Kita melihat pola ini diilustrasikan dalam penjelasan tradisional tentang

pelepasan keduniawian agung pangeran Siddhartha. [7] Ketika calon Buddha meninggalkan istananya, ia pergi keluar dalam keyakinan bahwa di luar hal-hal yang dapat hancur, cacat, dan tanpa inti dari dunia ini, terdapat suatu keadaan yang terjangkau oleh manusia, yang tidak dapat hancur dan dapat mencukupi dirinya sendiri yang memungkinkan pembebasan dari penderitaan. Yang beliau perlu temukan, sebagai tujuan dari “perjalanan suci”-nya, adalah jalan yang menjembatani kedua wilayah ini. Ini dilakukannya dengan mengejar secara mundur dari tujuan perjuangannya mengatasi halangan menuju pencapaiannya dan langkah- langkah yang harus diambil untuk membersihkan halangan-halangan tersebut.

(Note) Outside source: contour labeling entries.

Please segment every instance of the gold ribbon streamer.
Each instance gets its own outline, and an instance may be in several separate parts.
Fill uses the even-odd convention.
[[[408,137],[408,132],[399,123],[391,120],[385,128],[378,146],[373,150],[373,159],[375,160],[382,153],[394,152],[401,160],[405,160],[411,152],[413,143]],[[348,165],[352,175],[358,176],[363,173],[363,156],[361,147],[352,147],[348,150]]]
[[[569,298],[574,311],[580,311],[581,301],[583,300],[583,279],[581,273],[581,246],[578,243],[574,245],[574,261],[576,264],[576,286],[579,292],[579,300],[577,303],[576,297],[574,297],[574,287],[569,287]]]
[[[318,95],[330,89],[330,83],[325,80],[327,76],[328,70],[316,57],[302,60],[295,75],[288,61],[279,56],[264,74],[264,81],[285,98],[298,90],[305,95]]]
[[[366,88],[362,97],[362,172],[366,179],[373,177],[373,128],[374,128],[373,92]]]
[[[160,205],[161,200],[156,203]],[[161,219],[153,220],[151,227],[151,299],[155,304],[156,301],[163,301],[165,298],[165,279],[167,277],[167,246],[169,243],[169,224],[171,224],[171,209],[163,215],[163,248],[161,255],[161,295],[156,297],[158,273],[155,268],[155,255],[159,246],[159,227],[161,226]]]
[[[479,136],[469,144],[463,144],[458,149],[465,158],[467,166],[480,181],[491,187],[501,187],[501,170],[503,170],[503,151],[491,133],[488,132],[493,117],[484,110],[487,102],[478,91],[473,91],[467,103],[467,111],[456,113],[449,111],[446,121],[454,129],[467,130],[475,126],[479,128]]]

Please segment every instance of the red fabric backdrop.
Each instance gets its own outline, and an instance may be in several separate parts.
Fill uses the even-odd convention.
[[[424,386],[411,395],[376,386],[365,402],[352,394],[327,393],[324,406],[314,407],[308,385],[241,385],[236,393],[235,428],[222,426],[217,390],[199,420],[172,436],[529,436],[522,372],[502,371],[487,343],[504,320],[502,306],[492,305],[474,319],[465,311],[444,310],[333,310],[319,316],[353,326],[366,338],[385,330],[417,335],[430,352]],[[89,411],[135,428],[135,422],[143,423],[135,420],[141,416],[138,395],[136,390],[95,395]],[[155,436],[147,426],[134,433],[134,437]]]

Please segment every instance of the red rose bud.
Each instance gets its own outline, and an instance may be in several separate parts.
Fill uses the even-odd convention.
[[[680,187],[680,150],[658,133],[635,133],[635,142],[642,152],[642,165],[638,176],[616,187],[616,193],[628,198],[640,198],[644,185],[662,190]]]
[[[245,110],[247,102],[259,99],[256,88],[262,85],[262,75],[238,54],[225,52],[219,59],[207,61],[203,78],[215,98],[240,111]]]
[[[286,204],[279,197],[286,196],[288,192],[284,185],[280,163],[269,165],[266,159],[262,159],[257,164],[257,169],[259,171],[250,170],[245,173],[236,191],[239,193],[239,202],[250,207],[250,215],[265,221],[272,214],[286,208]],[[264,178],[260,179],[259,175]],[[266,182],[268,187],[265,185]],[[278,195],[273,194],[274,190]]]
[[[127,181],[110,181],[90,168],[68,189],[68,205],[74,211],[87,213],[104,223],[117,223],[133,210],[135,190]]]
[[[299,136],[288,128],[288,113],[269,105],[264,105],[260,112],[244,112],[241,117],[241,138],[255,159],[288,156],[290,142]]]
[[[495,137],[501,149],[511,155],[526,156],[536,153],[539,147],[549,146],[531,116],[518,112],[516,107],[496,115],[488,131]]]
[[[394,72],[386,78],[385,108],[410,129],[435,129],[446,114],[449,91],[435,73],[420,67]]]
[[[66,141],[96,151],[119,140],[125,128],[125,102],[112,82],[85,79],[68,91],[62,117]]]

Sebuah garis eksplorasi dimulai dengan penuaan dan kematian sebagai perwujudan mendasar dari penderitaan yang memberatkan dunia, dan mengikuti rantai kondisi-kondisinya sampai pada ketidaktahuan sebagai akar yang mendasari. [8] Lainnya, garis pelengkap dimulai dengan kekotoran-kekotoran batin sebagai halangan utama menuju pembebasan, yang kemudian menemukan bahwa kekotoran-kekotoran batin ditopang oleh ketidaktahuan, ketidaktahuan oleh pikiran yang kacau, dan pikiran yang kacau oleh hubungan kausal yang kembali pada kurangnya keyakinan pada Dhamma yang sejati. [9] Dari sini diambil kesimpulan, sebagaimana ditunjukkan dalam Sutta Upanisa, bahwa untuk mencapai pembebasan, kekotoran-kekotoran batin harus dihilangkan melalui hilangnya nafsu, untuk mencapai hilangnya nafsu, ketidaktahuan harus diatasi dengan pengertian benar, untuk membangkitkan pengertian, pikiran harus terkonsentrasi, dan seterusnya melalui kontra-kondisi – kontra-kondisi sampai pada perolehan keyakinan pada Dhamma yang sejati.

Dalam kedua kasus, arah yang terbalik dari logika berurutan mengungkapkan sifat yang khas dalam hubungan jalan-tujuan. Keduanya berdiri bersama dalam sebuah ikatan determinasi yang timbal balik, jalan mengarah pada pencapaian tujuan, dan tujuan memberikan bentuk serta isi bagi jalan. Di samping dorongan maju dari jalan, terdapat umpan balik dasar yang berasal dari tujuan, sehingga tujuan dapat sedikit banyak dari dirinya sendiri membangkitkan rangkaian pengukuran yang dibutuhkan untuk mencapai aktualisasinya melalui sistem sirkuit dari kapasitas mendasar manusia.

Hubungan ini dapat disamakan dengan hubungan antara peluru kendali dan sasaran bergeraknya. Peluru tersebut tidak dapat mencapai sasarannya hanya dengan daya tolak dan arah awal mulanya. Peluru tersebut menemukan dengan tepat sasarannya karena dikendalikan oleh sinyal-sinyal yang dipancarkan sendiri oleh targetnya.